Mayor questions City Council spending
Mayor Gabriel J. Campana revealed what he said are City Council’s alleged unauthorized expenses of the city budget.
On Saturday, when a front-page story in the Sun-Gazette updated readers about the status of the attorney general’s review of questionable expenses by Campana in 2015 and 2016, the mayor went on the offensive.
“City Council, without going through its finance committee, in 2015 authorized pulling $1,500 from the budget to buy a ‘peace pole’ that was placed at the 600 block of Second Street,” Campana said.
That block of Second Street is an area where city police frequently respond to incidents and where shootings occurred in the recent past, according to city police records.
The peace pole was in response to the Beloved Community organization wanting to get a symbol on the troubled block, where many families with children live, according to city Councilman Randall J. Allison.
The organization contacted Campana and former council President Bill Hall through letters, asking both to support the idea, and Hall responded.
The traveling expense for two individuals from Alabama was $800, lodging and food, $250 and materials and labor for the peace pole, $200, according to finance department records.
Hall used money from the council’s legislative contingency line authorized by Hall as department head for council, after Hall spoke with others on council.

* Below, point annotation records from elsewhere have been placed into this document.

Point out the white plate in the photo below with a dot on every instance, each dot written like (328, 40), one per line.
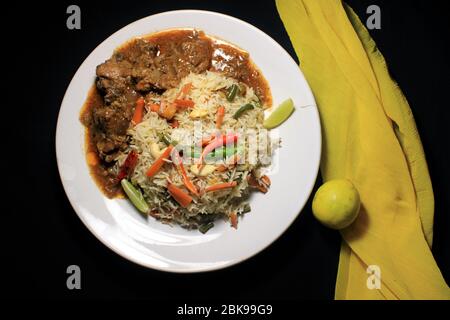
(149, 243)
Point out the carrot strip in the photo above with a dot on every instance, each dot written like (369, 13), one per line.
(174, 123)
(154, 168)
(180, 167)
(128, 166)
(179, 195)
(233, 219)
(222, 168)
(221, 186)
(206, 141)
(154, 107)
(185, 90)
(138, 111)
(184, 103)
(220, 116)
(233, 160)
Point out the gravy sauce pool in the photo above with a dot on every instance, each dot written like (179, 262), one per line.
(180, 50)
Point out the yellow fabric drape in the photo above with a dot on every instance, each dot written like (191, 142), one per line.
(369, 137)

Campana further alleged that council gets free soda.
“Council also gets free soda for its committee and council meetings,” Campana said.
The sodas cost $18 a year, according to city financial records.
Most recently, a case of soda was purchased by Allison with his own money, according to the councilman.
The drinks are for anyone in City Hall, he said.
Councilwoman Bonnie Katz said council tries the best it can and questioned why he is going back on the peace pole issue? The pole is appreciated in the neighborhood, Katz said.
“I feel bad the mayor is pulling at straws,” Katz said. “We were all given the answer when this happened. This was done for the good of the neighborhood.”